Schwarzehand shot off a quick message to Dulechamp before turning his attention back to the main show. To hold position, and only engage if the enemy came close. It didn’t suit the aggressively minded Captain, but thus far the Aurora Legion had avoided taking any significant losses. To turn that right at the end just to have a few slightly more pristine captured vehicles of unknown quality was unwise.

The brawl in the south of Arheuz lasted twenty more minutes, though that wasn’t what the Harzwohlkan were fitfully murmuring about, according to interpreters listening in. They’d been far more concerned about their Casemates, which had rushed off to engage the talk of enemy armor. Yet the news was dire. They didn’t want to believe it, but to such people silence told plenty. Their armored spearhead had been soundly defeated, and it was looking like their other contingent might also suffer the same fate.

Finally, the shooting quieted, though it certainly didn’t cease. The Sovereignty conscripts fought hard on the flanks, commendably resilient considering the disdain their fellow mole rats had for them. Even being closed in on from two sides by a superior enemy, the beak-masked Glows didn’t give up their ground in the north, they were resolute, their positions well prepared and thought out, able to delay even if they weren’t trading ground for anything but time. It wasn’t enough, though. The center of the Sovereignty’s line gave out, formed by the most exhausted defenders as it was. Once they were broken in two down the middle, it was over. Half of the enemy was retreating, and the other half was trapped. It was only a matter of time until they surrendered.

It didn’t take long. Within another twenty minutes, the fire slackened off completely, and Waltz reported that the remaining enemy was laying down their arms. The rest had retreated, and civilians had begun streaming out to the hills only to be seized by Wolkmihnar infantry now freed from fighting anybody who could shoot back in force. The enemy armor didn’t act- neither did the reinforcements. Dulechamp sat ready for them, but they only went to destroy the disabled tanks before leaving the way they came.

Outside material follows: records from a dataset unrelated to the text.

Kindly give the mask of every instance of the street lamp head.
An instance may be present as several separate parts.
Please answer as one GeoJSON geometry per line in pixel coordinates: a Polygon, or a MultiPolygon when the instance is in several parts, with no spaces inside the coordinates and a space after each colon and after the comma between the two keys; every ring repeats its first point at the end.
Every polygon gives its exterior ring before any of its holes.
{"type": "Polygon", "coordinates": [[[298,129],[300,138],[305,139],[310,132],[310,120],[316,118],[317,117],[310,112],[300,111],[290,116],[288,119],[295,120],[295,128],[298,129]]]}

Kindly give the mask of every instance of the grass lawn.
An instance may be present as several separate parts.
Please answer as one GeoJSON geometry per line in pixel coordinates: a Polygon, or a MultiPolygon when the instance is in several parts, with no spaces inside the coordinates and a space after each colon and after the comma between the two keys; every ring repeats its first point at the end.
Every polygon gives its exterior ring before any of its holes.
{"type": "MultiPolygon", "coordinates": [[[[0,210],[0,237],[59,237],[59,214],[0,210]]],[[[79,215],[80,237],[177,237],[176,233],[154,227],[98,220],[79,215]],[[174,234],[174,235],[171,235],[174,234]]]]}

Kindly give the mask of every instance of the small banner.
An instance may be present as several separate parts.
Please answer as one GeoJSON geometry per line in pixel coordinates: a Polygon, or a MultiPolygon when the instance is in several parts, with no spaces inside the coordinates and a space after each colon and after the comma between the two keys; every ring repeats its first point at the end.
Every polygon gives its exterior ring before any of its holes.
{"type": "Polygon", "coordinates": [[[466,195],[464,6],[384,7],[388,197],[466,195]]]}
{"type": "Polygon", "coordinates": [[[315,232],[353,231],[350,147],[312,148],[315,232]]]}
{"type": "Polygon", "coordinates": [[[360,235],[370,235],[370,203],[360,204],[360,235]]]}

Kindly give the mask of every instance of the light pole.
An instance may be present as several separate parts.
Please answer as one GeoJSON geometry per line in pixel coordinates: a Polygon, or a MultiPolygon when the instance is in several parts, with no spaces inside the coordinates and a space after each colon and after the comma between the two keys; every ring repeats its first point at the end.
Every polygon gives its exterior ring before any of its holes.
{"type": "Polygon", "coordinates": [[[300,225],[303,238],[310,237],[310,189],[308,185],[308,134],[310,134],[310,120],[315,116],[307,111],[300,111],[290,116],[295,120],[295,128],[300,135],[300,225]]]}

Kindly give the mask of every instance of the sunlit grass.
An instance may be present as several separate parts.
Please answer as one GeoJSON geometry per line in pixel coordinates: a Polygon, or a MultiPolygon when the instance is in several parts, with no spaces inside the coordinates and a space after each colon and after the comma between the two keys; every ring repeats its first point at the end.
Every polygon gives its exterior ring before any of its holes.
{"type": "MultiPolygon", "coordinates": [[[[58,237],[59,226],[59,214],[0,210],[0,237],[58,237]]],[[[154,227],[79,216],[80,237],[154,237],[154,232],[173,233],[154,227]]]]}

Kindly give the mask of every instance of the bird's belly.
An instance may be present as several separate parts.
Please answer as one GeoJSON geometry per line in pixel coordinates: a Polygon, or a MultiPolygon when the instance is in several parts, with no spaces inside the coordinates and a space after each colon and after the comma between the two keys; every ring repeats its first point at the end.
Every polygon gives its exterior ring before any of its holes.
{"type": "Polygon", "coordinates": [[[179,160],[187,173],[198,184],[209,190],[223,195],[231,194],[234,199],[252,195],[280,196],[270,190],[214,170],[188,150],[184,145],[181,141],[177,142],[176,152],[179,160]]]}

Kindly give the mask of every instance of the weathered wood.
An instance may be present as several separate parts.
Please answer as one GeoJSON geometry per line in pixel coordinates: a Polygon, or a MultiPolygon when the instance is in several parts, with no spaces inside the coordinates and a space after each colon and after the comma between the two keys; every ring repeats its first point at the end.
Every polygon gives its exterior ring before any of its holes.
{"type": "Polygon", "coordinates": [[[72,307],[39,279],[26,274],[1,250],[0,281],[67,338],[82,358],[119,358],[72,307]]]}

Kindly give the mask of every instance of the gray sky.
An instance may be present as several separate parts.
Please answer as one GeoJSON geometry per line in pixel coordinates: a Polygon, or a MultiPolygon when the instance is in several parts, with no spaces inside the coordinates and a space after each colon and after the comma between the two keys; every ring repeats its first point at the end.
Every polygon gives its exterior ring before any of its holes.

So that seemed to be that. Victory, of a plain and painless sort, for the Legion at least. The 1st Wolkmihnar Reserve Battalion had suffered mightily, on the other hand. The second of their Casemate companies met the same fate as the first, when they were outflanked by a lone platoon then charged by the enemy that had just handed their fellows their heads. Schwarzehand wasn’t very familiar with armored combat, let alone the sort adapted for the underground, but it seemed that just like many sorts of fighting down here they engaged much closer than normal, so that if one side surprised the other, the results were quick, deadly, and decisive.